Implementation Notes

  • Training

    • Launched via:
      python trainer.py -c config/config.py
      
    • TRAIN.MODEL_TYPE chooses between "RESNET" and "VGG".
    • DATA.USE_SPLIT_FILE + DATA.SPLIT_FILE control whether to use a predefined .pkl split.
  • Prediction

    • Launched via:
      python predicter.py config/config_predict.py
      
    • _C.PREDICT.CHECKPOINT sets the model checkpoint.
    • _C.RAW_DATA.CONTAINER and _C.RAW_DATA.DATASET define the raw EM source.
    • _C.DATA_SOURCE.METHOD ∈ {"pkl", "directory", "mongo"} selects how synapse patches are sourced.
  • Evaluation

    • Uses engine/post/evaluate_3d.py (or scripts/evaluate.py) to compute:
    • accuracy,
    • per-class metrics,
    • confusion matrices
      from prediction CSVs.
  • Integration with the larger pipeline

    • Gunpowder and Daisy are used for data loading and scheduling in the larger pipeline context (e.g. when sourcing synapse locations from MongoDB or large volumes), following Synister.

Operational Guidance

  • Create a reusable split

    • Start by creating a split with split_data.py (or a similar script) so that you have a reusable .pkl file for train/val splits.
  • Configure config/config.py

    • Set DATA.DATA_DIR_PATH to your root directory containing one subfolder per neurotransmitter class.
    • Enable DATA.USE_SPLIT_FILE and point DATA.SPLIT_FILE to your split .pkl.
    • Choose TRAIN.MODEL_TYPE = "RESNET" or "VGG".
  • For small datasets

    • Keep augmentations modest.
    • Monitor per-class performance (some transmitters may have fewer examples if your data is imbalanced).
    • Use early stopping or careful checkpoint selection.
  • Prediction on large volumes

    • Use the 'mongo' data source mode if synapse coordinates live in a MongoDB collection.
    • Or use 'directory' mode to sweep over new HDF5 cutouts.
  • Always sanity-check

    • Class balance in your training set.
    • Per-class confusion matrices.
    • A few visual examples of correctly vs incorrectly classified synapses.

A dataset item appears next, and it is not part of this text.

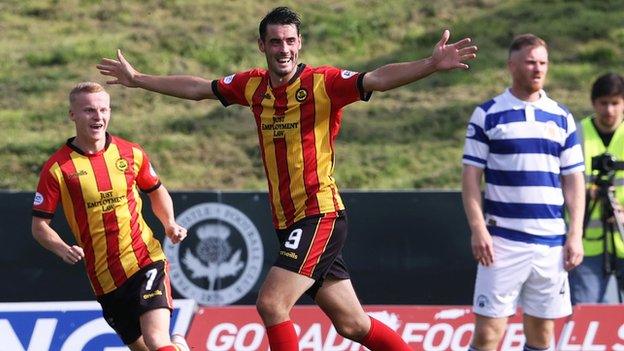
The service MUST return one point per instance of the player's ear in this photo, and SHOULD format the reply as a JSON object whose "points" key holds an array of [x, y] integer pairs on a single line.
{"points": [[261, 45]]}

Future Work / Open Questions

  • More architectures
    The module is already designed to support multiple backbones; adding other 3D CNNs or lightweight transformers is straightforward, but needs to be justified by data scale.

  • Better integration with connectome-level analysis
    Aggregating synapse-level predictions into neuron-level labels (and checking consistency with Dale's Principle) is an obvious next step.

  • Uncertainty and active learning
    Using model confidence to prioritise which synapses to re-annotate could help expand the curated adult-fly datasets efficiently.

  • Cross-dataset generalisation
    Evaluating how models trained on one adult-fly dataset transfer to others (or to different species) remains an open question.